A dichiararlo è Luigi Scotto, capogruppo del gruppo di opposizione “Argentario: Il progetto”.

“Lunedì 25 maggio si è riunita ed è stata formalizzata la ‘Commissione consiliare Covid-19’ – spiega Scotto -. La Commissione è stata istituita su richiesta di sei consiglieri di maggioranza e cinque di opposizione, e composta da loro undici. Come presidente è stato designato un consigliere di maggioranza. Ventidue giorni fa l’opposizione tutta ha richiesto un Consiglio comunale per istituire la sopracitata Commissione. Per regolamento comunale, quindi per legge, il presidente del Consiglio è obbligato a convocare il Consiglio comunale entro venti giorni da quella data, cioè entro l’altro ieri. Il regolamento, ovvero la legge, prevede inoltre che i consiglieri siano avvisati cinque giorni prima del Consiglio, ovvero sette giorni fa“.
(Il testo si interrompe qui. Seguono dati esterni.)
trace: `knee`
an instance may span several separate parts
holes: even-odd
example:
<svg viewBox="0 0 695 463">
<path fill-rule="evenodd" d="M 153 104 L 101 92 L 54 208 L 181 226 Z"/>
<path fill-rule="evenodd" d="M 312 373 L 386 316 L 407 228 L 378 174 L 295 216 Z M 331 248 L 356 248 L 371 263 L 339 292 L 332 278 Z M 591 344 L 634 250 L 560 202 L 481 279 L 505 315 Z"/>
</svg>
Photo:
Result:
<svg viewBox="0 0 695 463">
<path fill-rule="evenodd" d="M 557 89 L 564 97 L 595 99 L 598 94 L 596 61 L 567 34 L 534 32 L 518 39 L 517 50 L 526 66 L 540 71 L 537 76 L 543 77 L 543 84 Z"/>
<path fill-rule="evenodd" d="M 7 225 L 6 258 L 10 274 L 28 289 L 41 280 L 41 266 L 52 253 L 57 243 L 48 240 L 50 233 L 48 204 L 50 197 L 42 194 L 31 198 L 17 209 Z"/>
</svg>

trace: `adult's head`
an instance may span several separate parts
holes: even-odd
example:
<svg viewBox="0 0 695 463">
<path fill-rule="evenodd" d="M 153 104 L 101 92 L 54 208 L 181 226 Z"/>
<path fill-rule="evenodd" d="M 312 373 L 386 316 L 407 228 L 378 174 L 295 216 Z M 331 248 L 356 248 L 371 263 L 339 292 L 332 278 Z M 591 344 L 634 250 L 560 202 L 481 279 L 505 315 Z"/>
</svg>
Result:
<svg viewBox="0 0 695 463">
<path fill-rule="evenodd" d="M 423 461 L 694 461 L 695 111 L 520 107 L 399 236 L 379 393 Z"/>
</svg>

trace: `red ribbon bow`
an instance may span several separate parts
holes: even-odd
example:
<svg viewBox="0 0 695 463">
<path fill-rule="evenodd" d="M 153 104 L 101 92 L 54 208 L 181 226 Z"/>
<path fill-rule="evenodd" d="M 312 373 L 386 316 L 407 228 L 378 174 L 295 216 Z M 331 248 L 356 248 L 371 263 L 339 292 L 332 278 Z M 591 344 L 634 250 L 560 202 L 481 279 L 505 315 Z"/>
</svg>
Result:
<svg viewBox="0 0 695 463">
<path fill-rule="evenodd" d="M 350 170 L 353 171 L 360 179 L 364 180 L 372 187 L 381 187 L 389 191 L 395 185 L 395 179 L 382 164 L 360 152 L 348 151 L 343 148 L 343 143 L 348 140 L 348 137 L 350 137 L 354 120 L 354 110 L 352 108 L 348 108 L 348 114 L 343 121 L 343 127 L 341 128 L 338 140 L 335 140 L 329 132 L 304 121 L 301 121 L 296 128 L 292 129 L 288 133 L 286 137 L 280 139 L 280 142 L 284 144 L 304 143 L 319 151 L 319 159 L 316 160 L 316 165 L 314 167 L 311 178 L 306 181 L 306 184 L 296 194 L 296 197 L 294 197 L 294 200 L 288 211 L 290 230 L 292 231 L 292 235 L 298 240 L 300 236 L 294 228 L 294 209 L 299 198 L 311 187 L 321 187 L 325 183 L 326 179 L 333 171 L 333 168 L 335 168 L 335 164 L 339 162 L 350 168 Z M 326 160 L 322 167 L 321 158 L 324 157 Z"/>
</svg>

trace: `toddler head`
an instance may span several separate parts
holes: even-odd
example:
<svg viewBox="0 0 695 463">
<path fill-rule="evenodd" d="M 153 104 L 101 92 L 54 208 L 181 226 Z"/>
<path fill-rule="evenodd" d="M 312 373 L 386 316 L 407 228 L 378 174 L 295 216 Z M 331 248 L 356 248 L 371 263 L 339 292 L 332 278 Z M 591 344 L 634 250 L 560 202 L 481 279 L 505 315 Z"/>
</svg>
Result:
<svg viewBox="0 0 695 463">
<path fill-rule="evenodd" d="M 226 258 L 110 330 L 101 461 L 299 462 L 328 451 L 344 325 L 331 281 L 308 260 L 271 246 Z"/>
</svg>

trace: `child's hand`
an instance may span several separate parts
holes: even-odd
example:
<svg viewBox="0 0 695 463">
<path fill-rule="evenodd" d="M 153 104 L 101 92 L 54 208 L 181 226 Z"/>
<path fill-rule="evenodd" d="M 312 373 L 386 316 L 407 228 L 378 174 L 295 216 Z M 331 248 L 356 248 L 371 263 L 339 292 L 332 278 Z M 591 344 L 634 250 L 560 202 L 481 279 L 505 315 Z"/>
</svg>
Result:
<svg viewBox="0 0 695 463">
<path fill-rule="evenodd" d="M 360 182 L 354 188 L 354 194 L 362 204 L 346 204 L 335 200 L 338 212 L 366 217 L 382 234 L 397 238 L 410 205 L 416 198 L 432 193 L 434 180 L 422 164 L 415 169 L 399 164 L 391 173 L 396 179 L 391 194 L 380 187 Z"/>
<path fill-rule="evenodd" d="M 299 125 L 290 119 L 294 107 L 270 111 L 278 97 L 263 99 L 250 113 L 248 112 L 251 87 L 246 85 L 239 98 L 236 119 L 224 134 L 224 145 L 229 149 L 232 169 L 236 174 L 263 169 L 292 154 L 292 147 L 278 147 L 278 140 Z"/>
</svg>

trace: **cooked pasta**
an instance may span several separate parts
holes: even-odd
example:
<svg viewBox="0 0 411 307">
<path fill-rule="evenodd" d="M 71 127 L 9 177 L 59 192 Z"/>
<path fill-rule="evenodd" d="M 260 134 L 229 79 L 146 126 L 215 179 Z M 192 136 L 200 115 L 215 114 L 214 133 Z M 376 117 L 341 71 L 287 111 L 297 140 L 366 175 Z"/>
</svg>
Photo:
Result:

“Va da sè che questa maggioranza sia completamente ‘fuori con l’accuso’, o per dirla più pacatamente, non assolva i suoi compiti istituzionali e non ottemperi ai regolamenti, e dunque alla legge. A cinque giorni dalla sua nascita non si hanno notizie ufficiali, ma, in via del tutto ufficiosa, parrebbe che il sindaco l’abbia bocciata. Tradotto: il sindaco ha detto a sei suoi consiglieri ‘No‘ – sottolinea Scotto -. Sei consiglieri di maggioranza avevano richiesto una commissione per l’emergenza Covid-19 e il sindaco ha risposto loro picche. Cinque consiglieri di minoranza avevano dato la loro disponibilità a dare una mano all’amministrazione in questa grave emergenza, disponibilità data oramai due mesi fa, ed il sindaco ha rifiutato questo aiuto. Questo per capire in che mani siamo e per lasciare a ciascuno la possibilità di trarre le ovvie conclusioni“.

“In più c’è da considerare che se il presidente del Consiglio non lo convoca, questo dà la possibilità di richiedere ai consiglieri la convocazione del Consiglio stesso da parte del Prefetto – termina Scotto -. Stiamo valutando come opposizione di procedere in questo senso“.